There is a perception that something seemed frustratingly preordained last week when the charges to be filed against South Dakota Attorney General Jason Ravnsborg in connection with a fatal car accident last September were announced.
Granted, part of this was due to state law, which spells out the criteria for what could and couldn’t be filed given the circumstances of the Sept. 12 incident in which a car driven by Ravnsborg struck and killed Joe Boever, a Highmore man who was walking along U.S. Highway 14 in Hyde County late that night. It was announced that the incident would result in three misdemeanor charges: using a mobile electronic device while driving, failing to drive in a traffic lane and moving from a lane unsafely, and careless driving. Technically, one could sift through those charges and conclude that the attorney general is being charged solely for how he operated his vehicle, not for causing a death.
“I am disappointed but I’m not surprised,” said Nick Nemec, Boever’s cousin, after the charges were revealed. “I knew this was going to happen because I have researched state law. … In short, if no one is looking and you aren’t drunk, you can run over a pedestrian in this state and escape with only minor charges.”
Nevertheless, what’s also frustrating is the fact that the investigation took five long months to reach this conclusion. In that time, little insight was offered and the public was kept mostly in the dark. Fairly or unfairly, it created a feeling of inevitability that the end result would produce the mildest of results and the faintest accountability.

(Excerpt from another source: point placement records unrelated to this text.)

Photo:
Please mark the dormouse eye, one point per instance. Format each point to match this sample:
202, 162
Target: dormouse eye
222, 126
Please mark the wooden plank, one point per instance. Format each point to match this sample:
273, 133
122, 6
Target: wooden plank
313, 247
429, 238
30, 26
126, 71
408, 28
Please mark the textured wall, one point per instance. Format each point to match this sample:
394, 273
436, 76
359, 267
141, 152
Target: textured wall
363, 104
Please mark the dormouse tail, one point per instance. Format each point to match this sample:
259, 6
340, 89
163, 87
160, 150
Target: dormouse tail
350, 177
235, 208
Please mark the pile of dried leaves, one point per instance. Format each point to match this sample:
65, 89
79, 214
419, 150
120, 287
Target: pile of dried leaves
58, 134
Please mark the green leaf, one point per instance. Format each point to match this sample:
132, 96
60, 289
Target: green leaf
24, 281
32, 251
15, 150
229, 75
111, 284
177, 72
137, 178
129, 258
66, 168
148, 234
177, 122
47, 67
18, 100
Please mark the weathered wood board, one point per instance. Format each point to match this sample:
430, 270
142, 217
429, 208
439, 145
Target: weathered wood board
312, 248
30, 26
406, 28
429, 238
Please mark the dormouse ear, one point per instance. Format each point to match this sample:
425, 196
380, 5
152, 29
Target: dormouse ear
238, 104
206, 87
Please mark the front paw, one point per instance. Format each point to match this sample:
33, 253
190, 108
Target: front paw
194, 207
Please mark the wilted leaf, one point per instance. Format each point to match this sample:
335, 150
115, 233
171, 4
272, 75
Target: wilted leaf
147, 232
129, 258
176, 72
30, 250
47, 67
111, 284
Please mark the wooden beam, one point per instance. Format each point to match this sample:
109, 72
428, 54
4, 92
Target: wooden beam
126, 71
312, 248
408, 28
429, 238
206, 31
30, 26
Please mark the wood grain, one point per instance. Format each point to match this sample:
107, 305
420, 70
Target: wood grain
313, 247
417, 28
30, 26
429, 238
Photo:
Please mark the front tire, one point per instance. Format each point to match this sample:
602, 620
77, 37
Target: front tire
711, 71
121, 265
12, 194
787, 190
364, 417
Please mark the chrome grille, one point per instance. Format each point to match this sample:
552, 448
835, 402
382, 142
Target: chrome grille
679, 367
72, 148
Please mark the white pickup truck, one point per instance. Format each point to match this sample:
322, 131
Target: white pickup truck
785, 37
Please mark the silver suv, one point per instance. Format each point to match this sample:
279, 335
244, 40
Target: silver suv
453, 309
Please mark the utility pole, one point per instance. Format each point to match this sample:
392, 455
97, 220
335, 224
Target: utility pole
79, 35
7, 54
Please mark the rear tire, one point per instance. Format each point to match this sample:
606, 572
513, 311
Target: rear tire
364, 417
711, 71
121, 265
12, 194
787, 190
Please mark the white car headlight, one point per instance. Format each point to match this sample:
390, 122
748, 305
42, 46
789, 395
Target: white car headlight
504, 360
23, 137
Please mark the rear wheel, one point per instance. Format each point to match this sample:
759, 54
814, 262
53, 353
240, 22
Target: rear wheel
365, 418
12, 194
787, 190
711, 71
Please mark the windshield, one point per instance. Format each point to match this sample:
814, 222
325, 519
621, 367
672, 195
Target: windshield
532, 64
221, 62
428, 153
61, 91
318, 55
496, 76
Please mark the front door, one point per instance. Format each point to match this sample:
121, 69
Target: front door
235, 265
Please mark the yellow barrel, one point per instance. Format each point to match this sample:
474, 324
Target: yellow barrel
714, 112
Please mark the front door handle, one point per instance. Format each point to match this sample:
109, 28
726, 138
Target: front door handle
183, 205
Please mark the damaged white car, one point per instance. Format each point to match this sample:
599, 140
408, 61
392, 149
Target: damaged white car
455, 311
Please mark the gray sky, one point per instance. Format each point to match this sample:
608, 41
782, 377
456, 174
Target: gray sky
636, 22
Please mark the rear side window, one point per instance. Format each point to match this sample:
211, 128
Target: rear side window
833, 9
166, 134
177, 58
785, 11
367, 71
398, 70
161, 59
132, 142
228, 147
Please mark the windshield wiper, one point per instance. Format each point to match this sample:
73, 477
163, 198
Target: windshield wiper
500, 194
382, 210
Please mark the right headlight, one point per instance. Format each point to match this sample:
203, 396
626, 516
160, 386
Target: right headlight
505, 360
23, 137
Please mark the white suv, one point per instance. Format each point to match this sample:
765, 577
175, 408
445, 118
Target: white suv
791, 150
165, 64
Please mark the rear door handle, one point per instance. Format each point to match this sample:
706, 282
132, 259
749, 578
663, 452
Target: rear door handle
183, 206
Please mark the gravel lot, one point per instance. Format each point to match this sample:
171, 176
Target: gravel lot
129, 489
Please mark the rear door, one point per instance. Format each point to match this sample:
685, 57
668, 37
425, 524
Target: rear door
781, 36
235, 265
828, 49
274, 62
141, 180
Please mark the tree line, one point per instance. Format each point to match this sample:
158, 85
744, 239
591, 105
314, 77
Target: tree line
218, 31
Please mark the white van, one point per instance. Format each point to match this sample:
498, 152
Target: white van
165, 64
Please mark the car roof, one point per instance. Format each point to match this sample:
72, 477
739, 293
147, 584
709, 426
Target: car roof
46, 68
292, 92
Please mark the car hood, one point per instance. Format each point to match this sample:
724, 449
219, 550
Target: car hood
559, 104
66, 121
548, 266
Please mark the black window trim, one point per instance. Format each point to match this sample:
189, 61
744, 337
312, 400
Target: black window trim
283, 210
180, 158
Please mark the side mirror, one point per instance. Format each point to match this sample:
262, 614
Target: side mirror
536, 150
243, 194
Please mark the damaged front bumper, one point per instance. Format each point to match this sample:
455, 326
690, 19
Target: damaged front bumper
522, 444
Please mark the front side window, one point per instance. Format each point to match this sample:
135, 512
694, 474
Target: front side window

We can’t speak to any details or circumstances that have not been revealed, but one general perception has been that, if this accident had not involved a high-profile public official (let alone the top law enforcement officer in the state), the inquiry would likely have reached its conclusion long ago. There simply didn’t appear to be a lot of moving parts in this tragic scenario, relatively speaking.
There were certainly numerous questions when the incident occurred, as well as a few inconsistencies that needed to be ironed out.
This long investigation has not made those questions go away.
The results are unsatisfying: three misdemeanor charges that could lead to a maximum of three months in jail and $1,500 in fines. Meanwhile, there remains the matter of a man’s death, an incident in which the satisfaction of justice has so far been denied.
This issue appears far from over. Besides the actual trial regarding the misdemeanor charges, it now appears that Boever’s widow will file a wrongful death lawsuit in civil court. Meanwhile, the Argus Leader reported Sunday that some state lawmakers may be mulling impeachment charges against Ravnsborg. And on Monday, The Associated Press reported that Rep. Tim Goodwin (R-Rapid City), a GOP whip, is calling on Ravnsborg to resign as attorney general. These scenarios will bear watching.
Until we get more answers, the closure that this incident demands will remain elusive for all concerned — especially the family and friends of the victim, as well as for the state.